It’s impossible to be a serious blogger if you’re not passionate about your subject: there’s usually little or no remuneration, it’s remarkably hard to keep posting day after day, week after week, month after month and should your blog be one of the few that actually catches on and establishes a solid readership, you constantly run the risk of inciting reader backlash.
Contemporary art blogger Andrea Carson, left, is nothing if not passionate about her subject. Carson’s blog, View on Canadian Art (VoCA for short), has become required reading for Toronto art world denizens, for better and sometimes for worse.
“I don’t claim to be up on all my critical reading or even to know what I’m talking about more than half the time,” says the self-deprecating Carson, “but I still believe in the power and the importance of art. I think one reason people read my blog is because I’m not afraid to say when I think something is crap. Someone has to stand up for great art and the trend these days is to just accept everything. I find in Toronto there’s a lot of everyone patting everyone else on the back, the critics saying everything is great, maybe giving a bit of perspective but I’m sorry, not everything is great.”
Carson does a feature on VoCA called Loved & Loathed. She “loathes” things much less frequently than she loves them because she contends “it’s hard to find things to loathe in Toronto, so much stuff is middle of the road. I only want to blog about things that are great or things that are horrible. Why would I blog about things that don’t matter?”
Carson started a fire last year when she dissed a Power Plant show by young American artist Ryan Trecartin. The storm of comments, some supportive, some viciously negative, took Carson by surprise. In fact, the vehemence was strong enough to make her question whether VoCA was really worth the trouble.

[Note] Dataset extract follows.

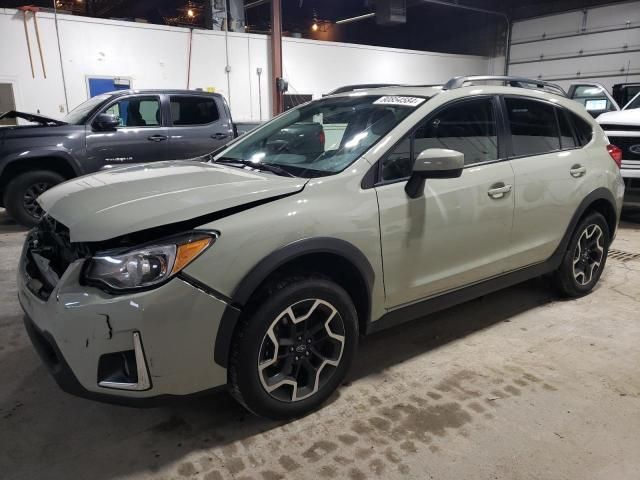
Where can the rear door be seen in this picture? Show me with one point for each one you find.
(140, 137)
(551, 174)
(594, 97)
(199, 125)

“I tend to be quite a sensitive person and it took me awhile to get over it,” she remembers. “I wondered, who are these people and do they really hate me? I realized there’s a lot of angry people out there and a lot of angry artists, artists who feel bitter because they haven’t made it.”

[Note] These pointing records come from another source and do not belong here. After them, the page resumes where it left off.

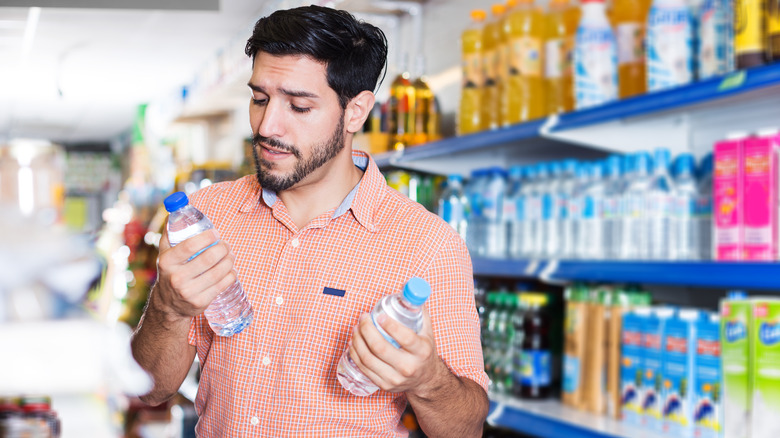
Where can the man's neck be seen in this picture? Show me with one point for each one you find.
(326, 190)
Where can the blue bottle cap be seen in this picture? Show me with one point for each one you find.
(416, 291)
(175, 201)
(737, 295)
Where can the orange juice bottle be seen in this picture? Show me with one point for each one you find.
(503, 64)
(471, 94)
(562, 21)
(491, 49)
(527, 96)
(629, 18)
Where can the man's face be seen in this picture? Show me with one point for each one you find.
(297, 122)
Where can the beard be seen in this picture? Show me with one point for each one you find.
(321, 153)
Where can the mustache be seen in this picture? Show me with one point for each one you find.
(259, 140)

“The other thing I realized is that there’s a lot of artists who are over-intellectualized. People belittled me because I didn’t understand where Trecartin was coming from. Well, you know what? Saw it, hated it, end of story.”
At Live With Culture I get my share of over-intellectualized, art-speak press releases so I especially appreciate Carson’s plain-spoken style. “I’ve always been anti-jargon,” she says, “all through my art history degree, all through my art criticism degree. I’m very simple, very clear. I’ve known from the beginning that that approach doesn’t make you less smart than the next guy it just makes you a better writer.”

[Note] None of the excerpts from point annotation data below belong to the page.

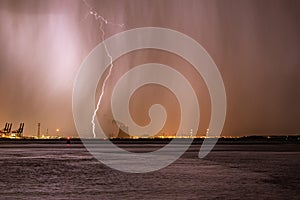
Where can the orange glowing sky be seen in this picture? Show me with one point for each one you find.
(255, 45)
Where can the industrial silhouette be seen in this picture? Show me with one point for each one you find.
(19, 131)
(5, 132)
(6, 129)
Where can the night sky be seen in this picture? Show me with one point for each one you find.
(254, 43)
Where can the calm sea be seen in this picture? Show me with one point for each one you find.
(60, 171)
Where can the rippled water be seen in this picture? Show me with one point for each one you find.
(58, 171)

Carson’s reputation didn’t faze Scott-Douglas in the least. He and the blogger had what seemed to me to be a rather deep discussion about the seriousness or lack thereof in contemporary art, about “bad art” and “willful idiocy” and about the power of the internet to bolster an artist’s career.
By the time 2010 winds down Scott-Douglas will have been involved in 15 shows, some as far away as London, Los Angeles and Baltimore. “Ambition is on speed in the art world these days,” observes Carson. “Fifteen shows in a year and he’s 22. What’s he going to do when he’s 42? Okay, not all those shows are going to be top shows but one of them was at the best young gallery in Toronto (Clint Roenisch); he has serious collectors buying his work, Hugh is going places.”
Scott-Douglas notes that he “finds a way to get everything I do on the internet. I make sure there’s tags so people can find it, I circulate it, get people to blog it. This is how people find out about your work. I use Facebook as a tool; I’ve gotten work through Facebook, I’ve sold work through Facebook. It’s a valuable tool for me as an artist.”
No wonder blogs like Carson’s (see a list of her top five contemporary art links below) are popular with art world insiders. VoCA has helped extend the international reach of homegrown up-and-comers like Scott-Douglas and Roenisch and even helped Carson herself.
“I’m very interested in the concept of personal brand,” says the blogger, “and VoCA has made my personal brand. In the Toronto art world pretty much everyone knows VoCA; teachers at OCAD talk about it, they bring me in for student critiques, I know so many people now. I’ve come to the conclusion that if I keep blogging and don’t over-think it, the rest of the world will come around and something will happen to VoCA. At the end of the day I think blogging is important and I won’t give it up now.”